January. How my heart sinks at the thought of it. Not just Blue Monday, as its disheartening mid-month nadir is called, but every single miserable day of it.

Sometimes I wonder why I find it so perennially depressing, but then I remember that we've just had six weeks of present-choosing and house-decorating and feast-planning, hunkering down, cosying up, filling the house with fairy lights, log fires, games and anticipation. And January is its residue: the lights come down, the presents are a disappointment, you're broke, fat and invariably unwell. It's an over-full septic tank of a month, whose sole purpose seems to me to be bringing you back down to earth, reminding you of your responsibilities, punishing you for having fun, for daring to enjoy your life.

Any month where the only thing highlighted in your calendar is paying your tax bill is a month that's frankly given up trying to be liked. The snow's gone, the sky is a fetid grey stew, it's not even cold, for crying out loud, because cold might mean starlight and a magical glittering of frost on the trees, and we can't have that, can we?We can't have anybody's spirits rising. Why? Because January is a bastard. And yes, maybe that's my chest infection and the antibiotics and two types of inhaler talking, but that proves my point. Just look at the news at the moment:mudslides and floods, riots and recession.January ought to hang its head in shame.

With that in mind, I've been trawling the newspapers looking for something upbeat. And I found it, a little ray of hope... but with a caveat, rather than a sting, in its mixed-up metaphorical tail. Deep inside the refugee camps of Ramallah on the West Bank, a musical revolution is taking place. Ramzi Aburedwan, once a disaffected youth with no greater ambition than to hurl stones at Israeli soldiers, has founded a project to teach music to children in Gaza. The image of its small beneficiaries, huddled in their coats in an unheated room, diligently working their way through orchestral scores, pretty well moved me to tears.

It's not, of course, the first such initiative. The West-Eastern Divan organisation started by Daniel Barenboim and Edward Saïd has long promoted the importance of a cultural assembly between Palestinians and Israelis. And there are several other arts-based schemes to promote harmony, including one called Comedy for Peace, which aims to ease the violence and animosity by proving, through stand-up, that the similarities between the two groups are greater than the differences.

And here's the caveat. It is all too easy, in these days of draconian cutbacks, to think of arts funding at every level – amateur, professional and educational – as an easy target. After all, one can instantly see the benefit of funding, say, medical research. But it's harder to justify paying someone to do a painting degree or a doctorate in some obscure aspect of literature. The arts are all too often presented as elitist. Well that's not only wrong-headed but dangerous. The arts benefit all of us in some way, even if it's only that most people enjoy listening to music or watching soap operas.

Without music, visual art, theatre, cinema and all the rest, all our lives all the time would be as bleak as a January sky.

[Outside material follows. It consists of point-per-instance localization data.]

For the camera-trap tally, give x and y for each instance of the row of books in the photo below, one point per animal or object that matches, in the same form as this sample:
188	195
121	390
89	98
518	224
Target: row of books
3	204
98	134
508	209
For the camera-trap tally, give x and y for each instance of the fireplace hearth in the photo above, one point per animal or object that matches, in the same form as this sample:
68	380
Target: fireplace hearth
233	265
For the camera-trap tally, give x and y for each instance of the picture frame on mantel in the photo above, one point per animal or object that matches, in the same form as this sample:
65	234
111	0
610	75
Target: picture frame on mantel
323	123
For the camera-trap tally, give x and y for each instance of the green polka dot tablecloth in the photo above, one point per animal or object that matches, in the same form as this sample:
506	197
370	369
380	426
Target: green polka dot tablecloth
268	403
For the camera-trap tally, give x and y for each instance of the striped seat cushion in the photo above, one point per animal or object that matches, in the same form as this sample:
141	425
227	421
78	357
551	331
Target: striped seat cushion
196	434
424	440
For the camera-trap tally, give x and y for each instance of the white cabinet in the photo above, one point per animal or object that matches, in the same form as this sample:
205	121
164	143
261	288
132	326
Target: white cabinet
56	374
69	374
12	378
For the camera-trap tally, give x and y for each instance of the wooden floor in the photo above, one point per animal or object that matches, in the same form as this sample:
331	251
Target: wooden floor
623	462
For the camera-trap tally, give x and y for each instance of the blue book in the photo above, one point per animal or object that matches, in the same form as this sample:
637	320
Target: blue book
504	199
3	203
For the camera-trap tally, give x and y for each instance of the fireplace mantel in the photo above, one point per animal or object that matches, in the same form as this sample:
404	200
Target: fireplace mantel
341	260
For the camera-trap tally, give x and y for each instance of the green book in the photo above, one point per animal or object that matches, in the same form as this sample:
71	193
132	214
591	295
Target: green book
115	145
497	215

Those children, living a grim existence in Gaza, get that. So did Jews during the Holocaust. If people in extremis recognise that art, far from being a trivial luxury, is food for the soul, then we in our relative safety and prosperity must stop seeing the arts as the obvious first place for the axe to fall.

The magic of a satisfied cinema audience

My glass-half-full moment this week came when I went to see The King's Speech, for which the understated Colin Firth won his well-deserved Golden Globe award. Several things gladdened the heart, not least a witty screenplay and nuanced and compassionate performances.

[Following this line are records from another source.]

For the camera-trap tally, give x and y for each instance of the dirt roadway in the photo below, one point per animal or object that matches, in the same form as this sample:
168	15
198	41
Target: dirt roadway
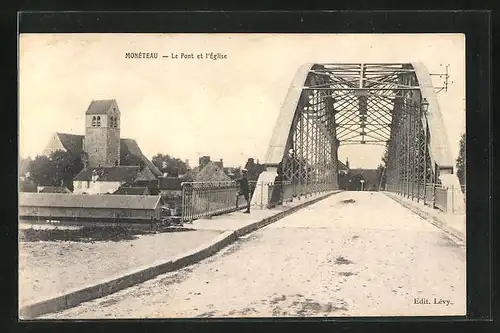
370	257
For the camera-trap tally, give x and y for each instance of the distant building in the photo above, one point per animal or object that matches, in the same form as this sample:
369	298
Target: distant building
208	171
97	208
170	185
102	180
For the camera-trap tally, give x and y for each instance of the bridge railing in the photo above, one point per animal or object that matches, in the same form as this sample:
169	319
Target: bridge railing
205	199
433	195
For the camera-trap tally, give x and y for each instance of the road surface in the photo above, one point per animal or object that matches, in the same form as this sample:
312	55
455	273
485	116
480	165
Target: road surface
353	254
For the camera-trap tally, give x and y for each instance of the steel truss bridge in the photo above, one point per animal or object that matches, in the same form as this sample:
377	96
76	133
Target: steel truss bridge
329	105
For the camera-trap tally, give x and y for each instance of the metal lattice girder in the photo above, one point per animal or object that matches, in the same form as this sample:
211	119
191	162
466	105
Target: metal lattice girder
329	105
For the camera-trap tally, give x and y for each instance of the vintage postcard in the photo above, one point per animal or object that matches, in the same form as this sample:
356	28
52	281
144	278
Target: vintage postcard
241	175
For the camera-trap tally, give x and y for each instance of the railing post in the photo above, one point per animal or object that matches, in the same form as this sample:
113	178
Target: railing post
452	198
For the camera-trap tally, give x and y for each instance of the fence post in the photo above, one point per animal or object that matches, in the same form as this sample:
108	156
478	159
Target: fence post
452	198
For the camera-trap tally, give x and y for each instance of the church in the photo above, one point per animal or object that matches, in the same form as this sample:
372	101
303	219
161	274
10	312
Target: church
110	162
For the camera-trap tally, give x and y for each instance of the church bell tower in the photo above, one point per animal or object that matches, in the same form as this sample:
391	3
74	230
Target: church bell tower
102	133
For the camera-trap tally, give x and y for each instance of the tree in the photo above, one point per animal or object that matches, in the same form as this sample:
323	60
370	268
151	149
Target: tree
58	169
461	161
170	165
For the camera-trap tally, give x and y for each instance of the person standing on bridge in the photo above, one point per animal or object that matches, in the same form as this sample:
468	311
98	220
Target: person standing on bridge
244	189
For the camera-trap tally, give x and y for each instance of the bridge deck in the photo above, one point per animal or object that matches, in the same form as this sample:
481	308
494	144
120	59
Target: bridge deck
367	257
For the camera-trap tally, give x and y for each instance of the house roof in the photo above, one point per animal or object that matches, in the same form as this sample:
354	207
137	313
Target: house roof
132	191
73	144
54	189
89	201
109	174
100	106
170	183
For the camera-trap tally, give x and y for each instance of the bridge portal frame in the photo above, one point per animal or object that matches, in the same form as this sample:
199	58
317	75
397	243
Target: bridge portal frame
333	104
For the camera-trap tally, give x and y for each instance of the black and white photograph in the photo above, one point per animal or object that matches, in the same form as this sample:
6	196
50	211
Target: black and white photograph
241	175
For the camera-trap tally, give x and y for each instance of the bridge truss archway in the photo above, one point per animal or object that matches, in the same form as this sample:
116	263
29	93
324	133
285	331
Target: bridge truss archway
389	104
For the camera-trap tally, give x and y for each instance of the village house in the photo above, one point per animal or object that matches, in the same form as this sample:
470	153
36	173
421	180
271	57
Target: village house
109	161
101	180
95	208
208	171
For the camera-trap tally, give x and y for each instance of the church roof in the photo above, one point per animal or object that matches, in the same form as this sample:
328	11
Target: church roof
100	106
341	166
73	144
54	189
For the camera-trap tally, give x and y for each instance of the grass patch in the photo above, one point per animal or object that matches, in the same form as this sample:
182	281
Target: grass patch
348	201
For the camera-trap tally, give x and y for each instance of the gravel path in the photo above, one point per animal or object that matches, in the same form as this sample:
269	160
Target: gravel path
49	268
370	257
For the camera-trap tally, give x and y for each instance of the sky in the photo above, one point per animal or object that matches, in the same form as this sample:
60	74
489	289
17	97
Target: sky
225	108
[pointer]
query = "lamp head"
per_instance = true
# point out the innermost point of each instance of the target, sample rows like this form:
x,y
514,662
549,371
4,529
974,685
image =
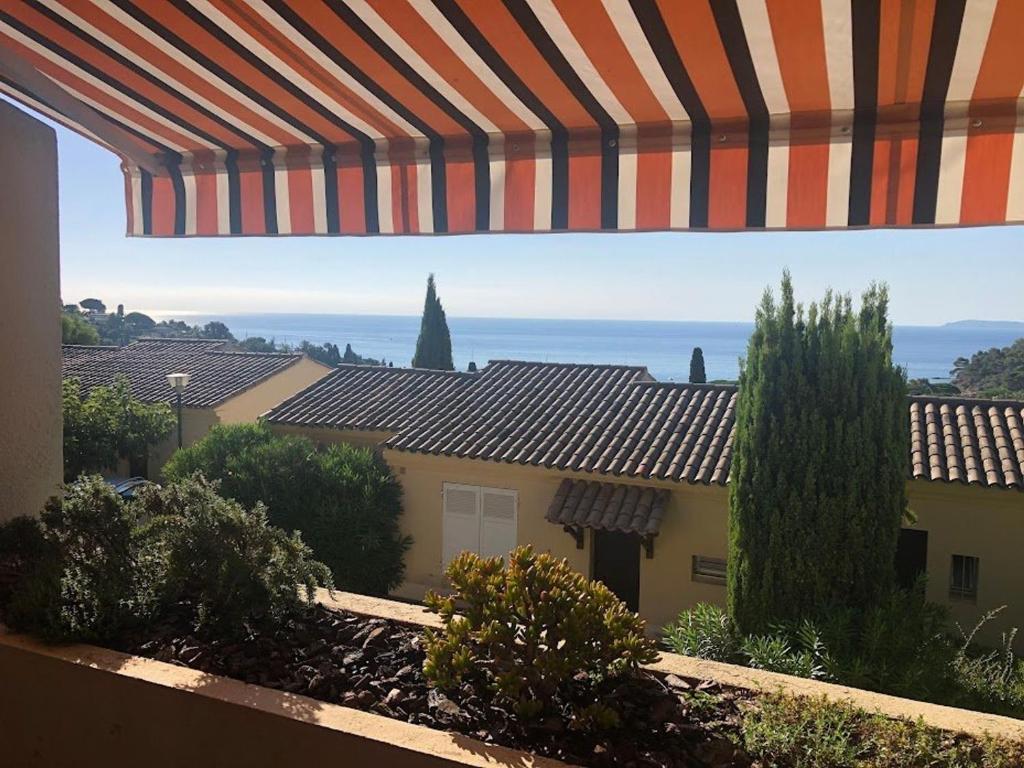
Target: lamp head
x,y
177,381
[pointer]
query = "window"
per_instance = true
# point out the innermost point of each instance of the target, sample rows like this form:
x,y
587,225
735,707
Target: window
x,y
478,519
964,578
710,569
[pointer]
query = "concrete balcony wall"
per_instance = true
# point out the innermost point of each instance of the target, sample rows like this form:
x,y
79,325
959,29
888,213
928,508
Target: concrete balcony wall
x,y
30,315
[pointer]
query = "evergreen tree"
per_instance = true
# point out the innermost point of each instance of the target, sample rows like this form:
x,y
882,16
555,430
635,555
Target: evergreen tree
x,y
433,348
817,491
697,375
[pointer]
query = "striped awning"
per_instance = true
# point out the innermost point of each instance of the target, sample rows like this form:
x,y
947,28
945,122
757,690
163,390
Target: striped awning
x,y
353,117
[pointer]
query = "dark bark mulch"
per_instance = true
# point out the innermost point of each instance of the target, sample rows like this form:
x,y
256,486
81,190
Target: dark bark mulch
x,y
376,666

But the unexpected pleasure came from seeing it in a packed cinema. My local one was sold out for every showing, so there was a buzz of anticipation before we even took our seats. And it's a rare delight to miss lines of dialogue, not because somebody is rustling sweet wrappers and talking, but because of loud, communal laughter.

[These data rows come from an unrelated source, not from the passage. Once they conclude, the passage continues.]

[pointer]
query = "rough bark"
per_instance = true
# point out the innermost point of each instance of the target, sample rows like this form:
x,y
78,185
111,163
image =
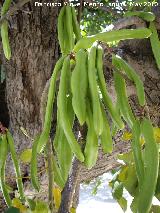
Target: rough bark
x,y
33,37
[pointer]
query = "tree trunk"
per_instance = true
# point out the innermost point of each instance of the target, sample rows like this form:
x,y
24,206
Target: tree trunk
x,y
33,38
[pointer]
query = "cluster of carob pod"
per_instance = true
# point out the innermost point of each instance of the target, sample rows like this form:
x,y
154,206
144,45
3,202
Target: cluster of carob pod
x,y
83,94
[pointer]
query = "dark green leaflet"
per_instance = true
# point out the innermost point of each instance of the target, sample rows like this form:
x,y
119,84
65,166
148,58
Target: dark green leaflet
x,y
62,107
91,148
93,87
69,26
61,144
49,108
34,173
61,29
122,98
155,43
106,137
16,164
4,30
79,86
5,40
151,162
147,16
3,157
59,180
103,87
137,152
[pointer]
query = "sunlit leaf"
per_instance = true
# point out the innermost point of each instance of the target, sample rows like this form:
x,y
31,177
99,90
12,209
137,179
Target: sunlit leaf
x,y
57,197
123,203
157,134
12,210
26,155
127,136
126,157
72,210
17,204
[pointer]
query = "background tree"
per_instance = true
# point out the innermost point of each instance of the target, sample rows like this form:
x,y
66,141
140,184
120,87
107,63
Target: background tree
x,y
35,50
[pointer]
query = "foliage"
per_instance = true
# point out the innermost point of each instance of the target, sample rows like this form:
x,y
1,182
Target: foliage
x,y
81,75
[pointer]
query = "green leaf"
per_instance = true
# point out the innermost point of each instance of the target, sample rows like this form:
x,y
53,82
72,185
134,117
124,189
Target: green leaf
x,y
155,209
155,43
147,16
12,210
26,155
123,203
126,157
41,207
31,204
129,179
117,190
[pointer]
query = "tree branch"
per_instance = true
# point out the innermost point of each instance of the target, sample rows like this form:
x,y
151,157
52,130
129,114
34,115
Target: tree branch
x,y
126,22
13,10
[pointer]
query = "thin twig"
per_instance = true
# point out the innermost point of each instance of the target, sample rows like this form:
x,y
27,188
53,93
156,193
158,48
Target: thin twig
x,y
50,175
80,11
13,10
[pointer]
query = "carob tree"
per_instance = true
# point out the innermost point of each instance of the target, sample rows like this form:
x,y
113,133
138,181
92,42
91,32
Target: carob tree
x,y
35,50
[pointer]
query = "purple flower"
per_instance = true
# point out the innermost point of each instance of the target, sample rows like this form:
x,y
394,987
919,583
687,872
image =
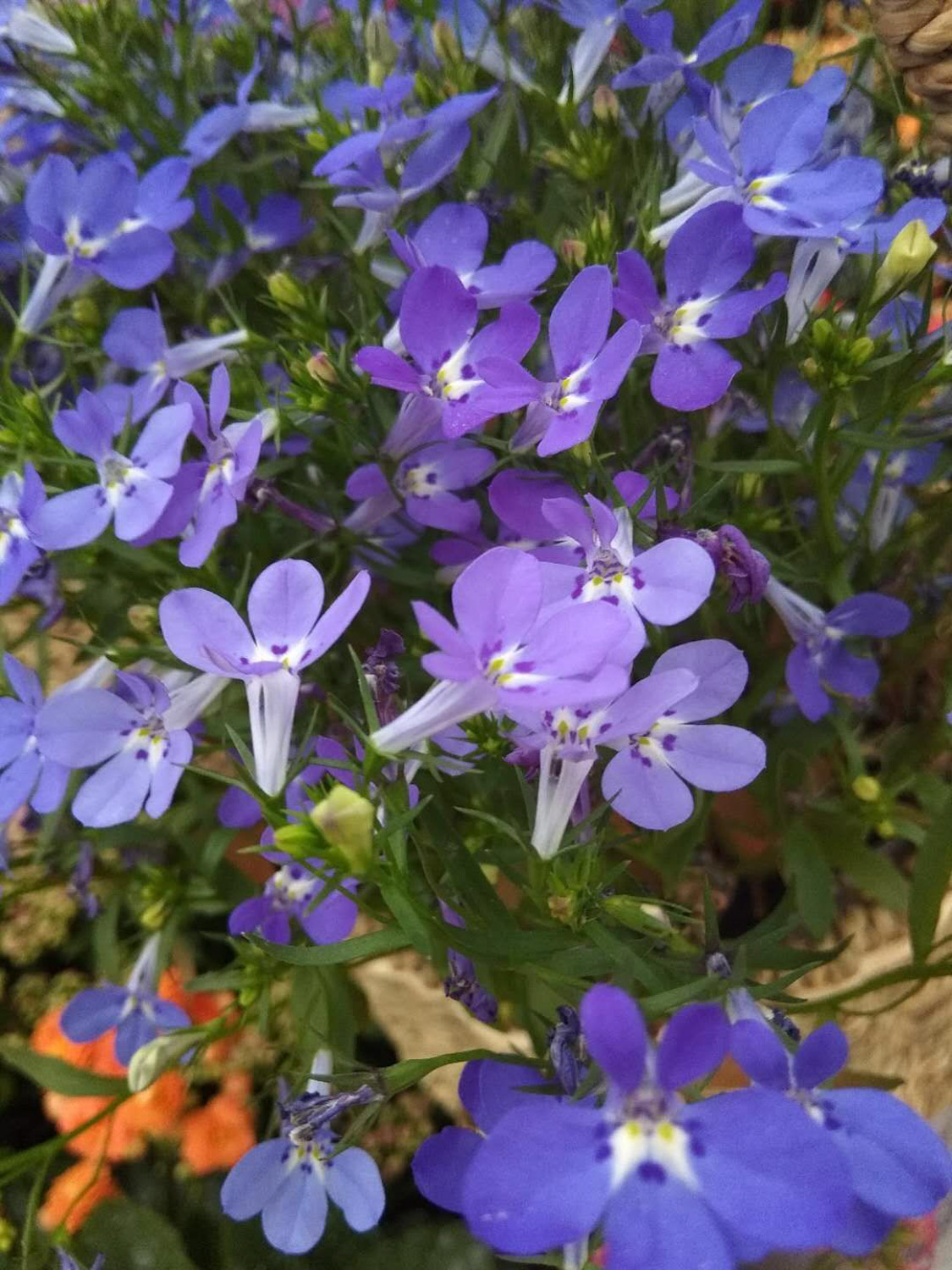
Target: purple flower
x,y
819,660
588,366
462,983
132,490
287,634
424,485
744,568
657,33
126,731
438,330
20,498
289,1180
135,1011
647,779
294,891
454,236
277,224
487,1090
208,493
672,1184
894,1162
103,220
663,584
504,652
136,340
703,263
28,775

As the film ended, I witnessed something I thought was long gone from the cinematic experience: a round of applause. It came, spontaneous and universal, from a group of people eager to show how hugely they'd enjoyed the film, irrespective of the fact that nobody involved in the making of it was present. There we were, in a nonsensical but heartfelt display of gratitude, clapping a blank screen. The magic of cinema hasn't disappeared. But sometimes it gets lost inside a supersized box of popcorn.

Alarm bells ringing in the retail sector

My glass-half-empty moment was at a shopping centre at noon on Saturday. Admittedly that would depress any sane person, not least one in the grip of January blues. But after my relief at finding a parking space and not having to queue anywhere, I quickly realised this did not feel right. In a country as reliant on the retail sector as ours, such a marked lack of consumer confidence is very worrying. I can't help thinking that the Coalition would do well to forget about Alarm Clock Britain and focus instead on Shopping Britain, before it's too late.